In the first post, I introduced AIRUP — my thesis that AI agents can resurrect the Rational Unified Process. I mentioned something called Specification-Driven Development as a key ingredient. Several people asked: "OK, but what is SDD exactly?" Fair. Let's fix that.
The Elevator Pitch
Specification-Driven Development is a paradigm where you write a structured specification before any code exists, and then AI agents execute against that specification. The spec is the source of truth. The code is a derivative.
If that sounds like "just writing requirements before coding" — congratulations, you've been doing engineering since the 1960s. The difference is the audience. Traditional requirements were written for humans who would interpret them, argue about them in meetings, and then ignore half of them. SDD specs are written for AI agents who will execute them literally, completely, and without passive-aggressive Slack messages.

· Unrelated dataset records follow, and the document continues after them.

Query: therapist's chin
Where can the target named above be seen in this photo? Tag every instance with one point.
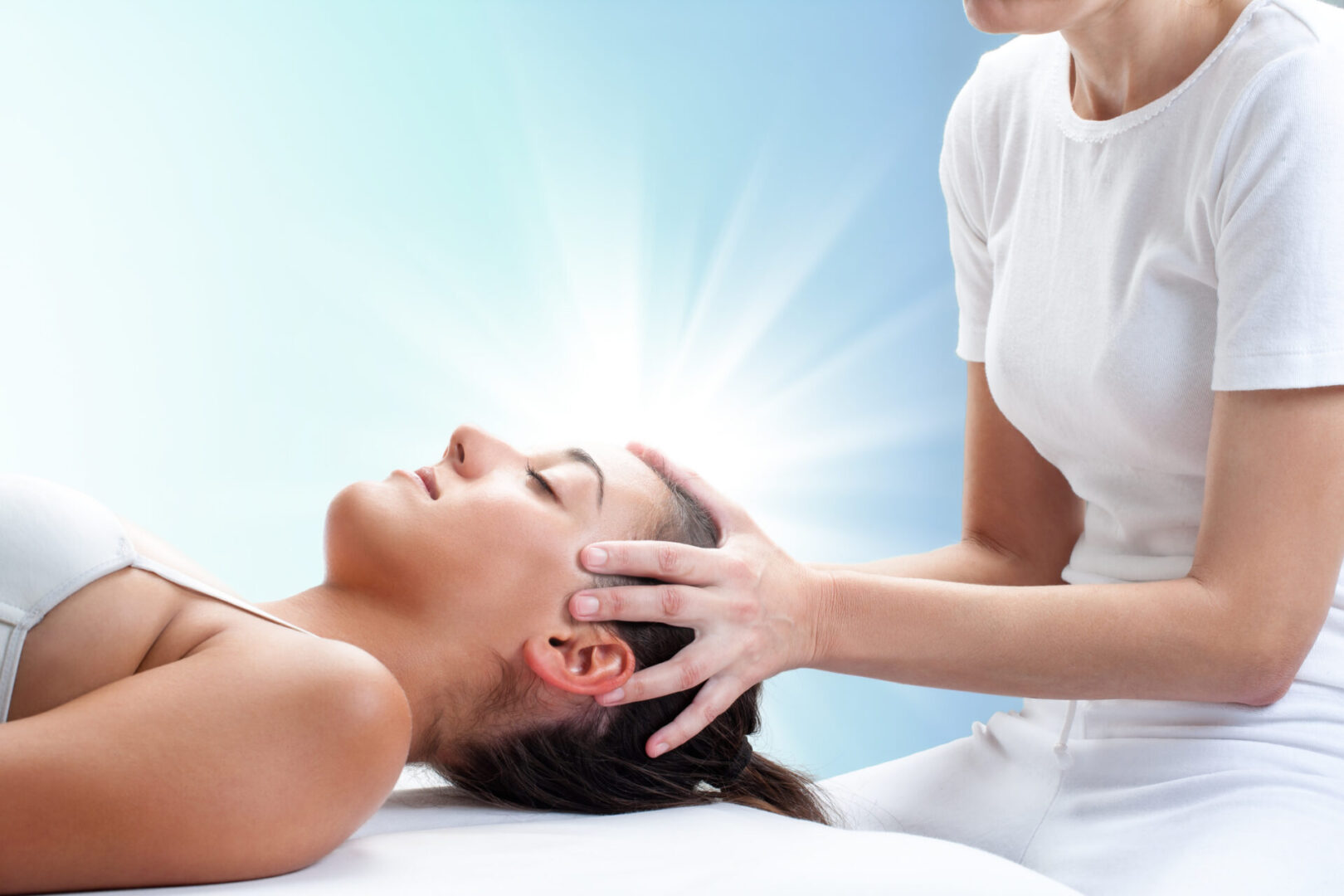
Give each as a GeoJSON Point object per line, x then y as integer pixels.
{"type": "Point", "coordinates": [1016, 17]}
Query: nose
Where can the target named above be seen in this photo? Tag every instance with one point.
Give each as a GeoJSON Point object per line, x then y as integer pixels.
{"type": "Point", "coordinates": [472, 451]}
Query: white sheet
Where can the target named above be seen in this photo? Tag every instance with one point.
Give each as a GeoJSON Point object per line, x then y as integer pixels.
{"type": "Point", "coordinates": [426, 841]}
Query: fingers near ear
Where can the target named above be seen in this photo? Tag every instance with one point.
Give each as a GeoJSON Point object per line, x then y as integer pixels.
{"type": "Point", "coordinates": [713, 699]}
{"type": "Point", "coordinates": [590, 665]}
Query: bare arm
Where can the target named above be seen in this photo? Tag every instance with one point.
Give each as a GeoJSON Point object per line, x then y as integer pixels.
{"type": "Point", "coordinates": [1234, 631]}
{"type": "Point", "coordinates": [219, 766]}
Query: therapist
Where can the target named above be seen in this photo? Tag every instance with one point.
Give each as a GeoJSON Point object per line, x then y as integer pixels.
{"type": "Point", "coordinates": [1146, 201]}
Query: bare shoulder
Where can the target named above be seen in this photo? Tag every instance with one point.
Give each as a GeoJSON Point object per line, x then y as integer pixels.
{"type": "Point", "coordinates": [230, 763]}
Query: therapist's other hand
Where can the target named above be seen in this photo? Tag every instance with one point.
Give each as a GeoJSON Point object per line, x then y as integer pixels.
{"type": "Point", "coordinates": [753, 609]}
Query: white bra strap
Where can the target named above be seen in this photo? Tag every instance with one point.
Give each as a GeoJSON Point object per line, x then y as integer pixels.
{"type": "Point", "coordinates": [195, 585]}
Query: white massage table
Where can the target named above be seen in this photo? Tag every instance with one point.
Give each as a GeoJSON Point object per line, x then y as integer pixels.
{"type": "Point", "coordinates": [426, 841]}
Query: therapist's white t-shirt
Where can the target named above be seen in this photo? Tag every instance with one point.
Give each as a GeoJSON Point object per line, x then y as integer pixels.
{"type": "Point", "coordinates": [1110, 275]}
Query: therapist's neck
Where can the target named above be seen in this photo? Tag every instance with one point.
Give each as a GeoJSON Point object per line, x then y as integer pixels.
{"type": "Point", "coordinates": [1131, 52]}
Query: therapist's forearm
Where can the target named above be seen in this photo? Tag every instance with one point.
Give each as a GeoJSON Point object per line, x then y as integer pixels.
{"type": "Point", "coordinates": [1168, 640]}
{"type": "Point", "coordinates": [971, 562]}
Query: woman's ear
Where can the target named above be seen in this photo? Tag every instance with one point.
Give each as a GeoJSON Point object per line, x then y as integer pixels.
{"type": "Point", "coordinates": [592, 661]}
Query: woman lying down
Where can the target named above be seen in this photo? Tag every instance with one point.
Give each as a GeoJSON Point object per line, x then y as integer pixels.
{"type": "Point", "coordinates": [158, 730]}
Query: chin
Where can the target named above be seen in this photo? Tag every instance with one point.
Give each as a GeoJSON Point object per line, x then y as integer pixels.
{"type": "Point", "coordinates": [364, 533]}
{"type": "Point", "coordinates": [1018, 17]}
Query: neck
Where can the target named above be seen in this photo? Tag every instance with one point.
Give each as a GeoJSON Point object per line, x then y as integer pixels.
{"type": "Point", "coordinates": [392, 637]}
{"type": "Point", "coordinates": [1135, 51]}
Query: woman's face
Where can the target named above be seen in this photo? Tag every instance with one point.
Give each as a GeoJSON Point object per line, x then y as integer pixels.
{"type": "Point", "coordinates": [488, 553]}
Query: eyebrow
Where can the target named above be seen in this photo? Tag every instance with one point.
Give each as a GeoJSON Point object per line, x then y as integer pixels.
{"type": "Point", "coordinates": [583, 457]}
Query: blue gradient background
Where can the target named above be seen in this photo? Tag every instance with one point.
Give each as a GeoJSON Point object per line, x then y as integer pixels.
{"type": "Point", "coordinates": [254, 251]}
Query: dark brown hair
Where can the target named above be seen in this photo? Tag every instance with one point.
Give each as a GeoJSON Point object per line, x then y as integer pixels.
{"type": "Point", "coordinates": [596, 761]}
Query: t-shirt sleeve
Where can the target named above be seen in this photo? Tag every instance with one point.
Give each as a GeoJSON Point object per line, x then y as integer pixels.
{"type": "Point", "coordinates": [964, 193]}
{"type": "Point", "coordinates": [1278, 230]}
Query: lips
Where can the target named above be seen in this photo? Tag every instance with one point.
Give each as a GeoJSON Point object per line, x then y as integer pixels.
{"type": "Point", "coordinates": [431, 483]}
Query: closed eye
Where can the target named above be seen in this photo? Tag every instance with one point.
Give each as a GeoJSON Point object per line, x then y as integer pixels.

This changes everything about how you write them.
Anatomy of an SDD Workflow
Most SDD implementations — whether it's AWS Kiro, GitHub Spec-Kit, or internal frameworks at companies — follow a three-phase structure:
Phase 1: Requirements. You describe what you want. User stories, acceptance criteria, edge cases, constraints. In Kiro, this produces a requirements.md. The spec uses structured notation — not "as a user I want…" handwaving, but precise, testable statements that an agent can parse unambiguously.
Phase 2: Design. An agent (or you) writes the technical architecture: component diagrams, sequence flows, data models, API contracts, error handling strategy. This produces a design.md. The key insight: the design references the requirements, creating traceability. Every design decision maps to a requirement.

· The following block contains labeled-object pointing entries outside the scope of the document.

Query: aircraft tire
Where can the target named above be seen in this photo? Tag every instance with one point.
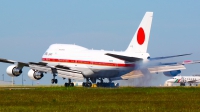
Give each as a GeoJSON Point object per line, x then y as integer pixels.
{"type": "Point", "coordinates": [55, 81]}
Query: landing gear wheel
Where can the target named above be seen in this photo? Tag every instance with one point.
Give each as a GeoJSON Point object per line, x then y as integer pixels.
{"type": "Point", "coordinates": [182, 84]}
{"type": "Point", "coordinates": [54, 81]}
{"type": "Point", "coordinates": [85, 84]}
{"type": "Point", "coordinates": [72, 84]}
{"type": "Point", "coordinates": [69, 84]}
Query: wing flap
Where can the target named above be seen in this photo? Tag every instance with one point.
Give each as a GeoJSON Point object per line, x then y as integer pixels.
{"type": "Point", "coordinates": [130, 75]}
{"type": "Point", "coordinates": [166, 68]}
{"type": "Point", "coordinates": [125, 58]}
{"type": "Point", "coordinates": [166, 57]}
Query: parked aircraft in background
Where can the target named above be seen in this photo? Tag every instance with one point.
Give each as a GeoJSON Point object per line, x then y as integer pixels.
{"type": "Point", "coordinates": [184, 79]}
{"type": "Point", "coordinates": [77, 62]}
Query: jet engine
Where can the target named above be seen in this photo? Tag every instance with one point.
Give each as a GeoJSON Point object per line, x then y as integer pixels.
{"type": "Point", "coordinates": [172, 73]}
{"type": "Point", "coordinates": [35, 75]}
{"type": "Point", "coordinates": [13, 71]}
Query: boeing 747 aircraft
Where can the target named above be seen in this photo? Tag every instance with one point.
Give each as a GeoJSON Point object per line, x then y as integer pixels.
{"type": "Point", "coordinates": [77, 62]}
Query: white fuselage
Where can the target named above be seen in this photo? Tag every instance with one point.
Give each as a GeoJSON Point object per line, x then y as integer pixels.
{"type": "Point", "coordinates": [77, 57]}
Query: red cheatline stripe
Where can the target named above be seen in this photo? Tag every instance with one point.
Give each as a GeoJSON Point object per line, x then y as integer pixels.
{"type": "Point", "coordinates": [88, 62]}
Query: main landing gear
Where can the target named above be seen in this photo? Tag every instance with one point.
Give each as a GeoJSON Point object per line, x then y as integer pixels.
{"type": "Point", "coordinates": [54, 80]}
{"type": "Point", "coordinates": [104, 84]}
{"type": "Point", "coordinates": [69, 84]}
{"type": "Point", "coordinates": [87, 83]}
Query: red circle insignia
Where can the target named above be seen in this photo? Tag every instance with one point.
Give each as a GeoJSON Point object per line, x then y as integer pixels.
{"type": "Point", "coordinates": [140, 36]}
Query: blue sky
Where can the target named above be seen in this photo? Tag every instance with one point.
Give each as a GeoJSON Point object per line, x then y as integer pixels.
{"type": "Point", "coordinates": [27, 28]}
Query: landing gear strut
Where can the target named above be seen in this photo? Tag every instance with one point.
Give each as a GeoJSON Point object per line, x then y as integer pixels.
{"type": "Point", "coordinates": [103, 84]}
{"type": "Point", "coordinates": [69, 84]}
{"type": "Point", "coordinates": [54, 80]}
{"type": "Point", "coordinates": [87, 83]}
{"type": "Point", "coordinates": [182, 84]}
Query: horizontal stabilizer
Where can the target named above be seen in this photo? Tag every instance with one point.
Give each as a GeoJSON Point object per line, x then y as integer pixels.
{"type": "Point", "coordinates": [125, 58]}
{"type": "Point", "coordinates": [166, 68]}
{"type": "Point", "coordinates": [165, 57]}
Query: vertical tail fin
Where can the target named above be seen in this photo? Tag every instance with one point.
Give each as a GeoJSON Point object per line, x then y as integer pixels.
{"type": "Point", "coordinates": [140, 39]}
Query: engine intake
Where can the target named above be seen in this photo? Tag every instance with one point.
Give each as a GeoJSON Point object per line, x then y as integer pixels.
{"type": "Point", "coordinates": [13, 71]}
{"type": "Point", "coordinates": [172, 73]}
{"type": "Point", "coordinates": [35, 75]}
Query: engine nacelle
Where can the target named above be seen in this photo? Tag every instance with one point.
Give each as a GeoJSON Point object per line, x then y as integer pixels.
{"type": "Point", "coordinates": [172, 73]}
{"type": "Point", "coordinates": [13, 71]}
{"type": "Point", "coordinates": [35, 75]}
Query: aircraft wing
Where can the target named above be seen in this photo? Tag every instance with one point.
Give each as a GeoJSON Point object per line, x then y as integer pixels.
{"type": "Point", "coordinates": [64, 71]}
{"type": "Point", "coordinates": [134, 59]}
{"type": "Point", "coordinates": [125, 58]}
{"type": "Point", "coordinates": [130, 75]}
{"type": "Point", "coordinates": [13, 62]}
{"type": "Point", "coordinates": [166, 57]}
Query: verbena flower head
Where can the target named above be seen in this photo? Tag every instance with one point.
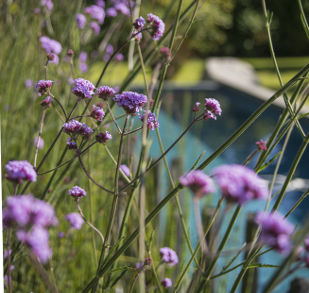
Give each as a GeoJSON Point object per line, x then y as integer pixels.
{"type": "Point", "coordinates": [37, 240]}
{"type": "Point", "coordinates": [95, 27]}
{"type": "Point", "coordinates": [240, 184]}
{"type": "Point", "coordinates": [105, 92]}
{"type": "Point", "coordinates": [276, 231]}
{"type": "Point", "coordinates": [81, 20]}
{"type": "Point", "coordinates": [77, 192]}
{"type": "Point", "coordinates": [169, 256]}
{"type": "Point", "coordinates": [125, 169]}
{"type": "Point", "coordinates": [18, 171]}
{"type": "Point", "coordinates": [25, 211]}
{"type": "Point", "coordinates": [261, 145]}
{"type": "Point", "coordinates": [75, 220]}
{"type": "Point", "coordinates": [158, 26]}
{"type": "Point", "coordinates": [103, 137]}
{"type": "Point", "coordinates": [139, 23]}
{"type": "Point", "coordinates": [39, 142]}
{"type": "Point", "coordinates": [71, 144]}
{"type": "Point", "coordinates": [83, 88]}
{"type": "Point", "coordinates": [50, 45]}
{"type": "Point", "coordinates": [212, 109]}
{"type": "Point", "coordinates": [198, 182]}
{"type": "Point", "coordinates": [96, 12]}
{"type": "Point", "coordinates": [152, 121]}
{"type": "Point", "coordinates": [46, 103]}
{"type": "Point", "coordinates": [48, 4]}
{"type": "Point", "coordinates": [43, 86]}
{"type": "Point", "coordinates": [97, 113]}
{"type": "Point", "coordinates": [166, 282]}
{"type": "Point", "coordinates": [131, 102]}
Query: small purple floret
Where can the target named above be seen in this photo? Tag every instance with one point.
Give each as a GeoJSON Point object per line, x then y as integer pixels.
{"type": "Point", "coordinates": [166, 282]}
{"type": "Point", "coordinates": [103, 137]}
{"type": "Point", "coordinates": [158, 26]}
{"type": "Point", "coordinates": [169, 256]}
{"type": "Point", "coordinates": [75, 220]}
{"type": "Point", "coordinates": [152, 122]}
{"type": "Point", "coordinates": [43, 86]}
{"type": "Point", "coordinates": [105, 92]}
{"type": "Point", "coordinates": [131, 102]}
{"type": "Point", "coordinates": [212, 109]}
{"type": "Point", "coordinates": [77, 192]}
{"type": "Point", "coordinates": [18, 171]}
{"type": "Point", "coordinates": [240, 184]}
{"type": "Point", "coordinates": [83, 88]}
{"type": "Point", "coordinates": [198, 182]}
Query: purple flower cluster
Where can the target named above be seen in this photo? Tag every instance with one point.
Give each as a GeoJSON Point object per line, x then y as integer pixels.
{"type": "Point", "coordinates": [75, 220]}
{"type": "Point", "coordinates": [169, 256]}
{"type": "Point", "coordinates": [96, 12]}
{"type": "Point", "coordinates": [105, 92]}
{"type": "Point", "coordinates": [103, 137]}
{"type": "Point", "coordinates": [139, 23]}
{"type": "Point", "coordinates": [80, 20]}
{"type": "Point", "coordinates": [74, 128]}
{"type": "Point", "coordinates": [77, 192]}
{"type": "Point", "coordinates": [83, 88]}
{"type": "Point", "coordinates": [43, 86]}
{"type": "Point", "coordinates": [97, 113]}
{"type": "Point", "coordinates": [83, 62]}
{"type": "Point", "coordinates": [158, 26]}
{"type": "Point", "coordinates": [31, 217]}
{"type": "Point", "coordinates": [198, 182]}
{"type": "Point", "coordinates": [125, 169]}
{"type": "Point", "coordinates": [276, 231]}
{"type": "Point", "coordinates": [166, 282]}
{"type": "Point", "coordinates": [48, 4]}
{"type": "Point", "coordinates": [18, 171]}
{"type": "Point", "coordinates": [131, 102]}
{"type": "Point", "coordinates": [240, 184]}
{"type": "Point", "coordinates": [71, 144]}
{"type": "Point", "coordinates": [51, 47]}
{"type": "Point", "coordinates": [152, 122]}
{"type": "Point", "coordinates": [261, 145]}
{"type": "Point", "coordinates": [46, 103]}
{"type": "Point", "coordinates": [212, 109]}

Phase 3: Tasks. The agent decomposes the design into discrete, executable implementation tasks. Each task is atomic — one clear outcome, one clear validation. This produces a tasks.md that looks like a checklist a robot would love.
Phase 4: Code. The agent executes the tasks. Writes tests first (TDD), then implements, then validates against the original spec. If something doesn't match — the spec wins, not the code.

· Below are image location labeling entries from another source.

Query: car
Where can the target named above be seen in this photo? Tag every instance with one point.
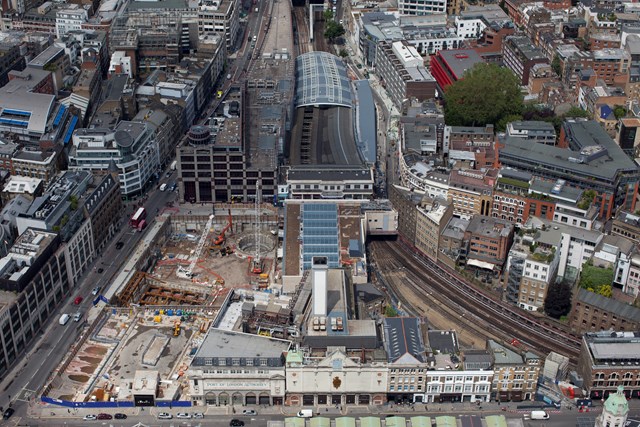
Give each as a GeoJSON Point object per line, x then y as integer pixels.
{"type": "Point", "coordinates": [7, 414]}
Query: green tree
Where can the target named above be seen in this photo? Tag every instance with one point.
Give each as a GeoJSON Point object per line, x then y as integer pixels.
{"type": "Point", "coordinates": [486, 95]}
{"type": "Point", "coordinates": [333, 30]}
{"type": "Point", "coordinates": [556, 65]}
{"type": "Point", "coordinates": [558, 301]}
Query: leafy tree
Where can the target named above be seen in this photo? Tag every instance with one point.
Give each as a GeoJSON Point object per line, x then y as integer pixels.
{"type": "Point", "coordinates": [558, 301]}
{"type": "Point", "coordinates": [556, 65]}
{"type": "Point", "coordinates": [619, 111]}
{"type": "Point", "coordinates": [486, 95]}
{"type": "Point", "coordinates": [333, 30]}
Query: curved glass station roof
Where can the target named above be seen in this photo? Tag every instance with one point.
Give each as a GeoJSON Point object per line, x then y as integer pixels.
{"type": "Point", "coordinates": [321, 79]}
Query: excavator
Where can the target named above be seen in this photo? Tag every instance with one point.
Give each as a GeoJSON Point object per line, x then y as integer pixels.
{"type": "Point", "coordinates": [220, 239]}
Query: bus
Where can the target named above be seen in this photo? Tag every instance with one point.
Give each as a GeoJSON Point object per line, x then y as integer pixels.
{"type": "Point", "coordinates": [138, 217]}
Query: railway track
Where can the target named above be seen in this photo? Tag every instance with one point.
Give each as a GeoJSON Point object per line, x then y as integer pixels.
{"type": "Point", "coordinates": [444, 287]}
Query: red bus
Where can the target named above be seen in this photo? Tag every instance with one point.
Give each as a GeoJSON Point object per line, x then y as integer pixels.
{"type": "Point", "coordinates": [137, 218]}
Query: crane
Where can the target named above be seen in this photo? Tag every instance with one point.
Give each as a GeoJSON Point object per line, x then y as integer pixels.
{"type": "Point", "coordinates": [220, 239]}
{"type": "Point", "coordinates": [187, 273]}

Why SDD Works Now (But Wouldn't Have Worked Before)
People have been writing specifications since before most of us were born. IEEE 830, formal methods, Design by Contract, Z notation — the graveyard of spec-first approaches is vast and well-populated. So why is SDD different?
Because the reader changed.
When the spec reader is a human developer, detailed specifications create overhead. The developer reads the spec, builds a mental model, then writes code from that mental model — not from the spec directly. The spec is a lossy intermediary. Worse: maintaining the spec alongside the code is double work that nobody wants to do. So specs rot, diverge, and eventually get abandoned.
When the spec reader is an AI agent, none of those problems exist:
- The agent has no cognitive fatigue. A 200-page spec is as easy to process as a 2-page spec.
- The agent executes directly from the spec. There's no lossy mental model in between.
- The agent can validate its own output against the spec at every step.
- The agent never complains that the spec is "too detailed." (A sentence I've never successfully said to a human developer.)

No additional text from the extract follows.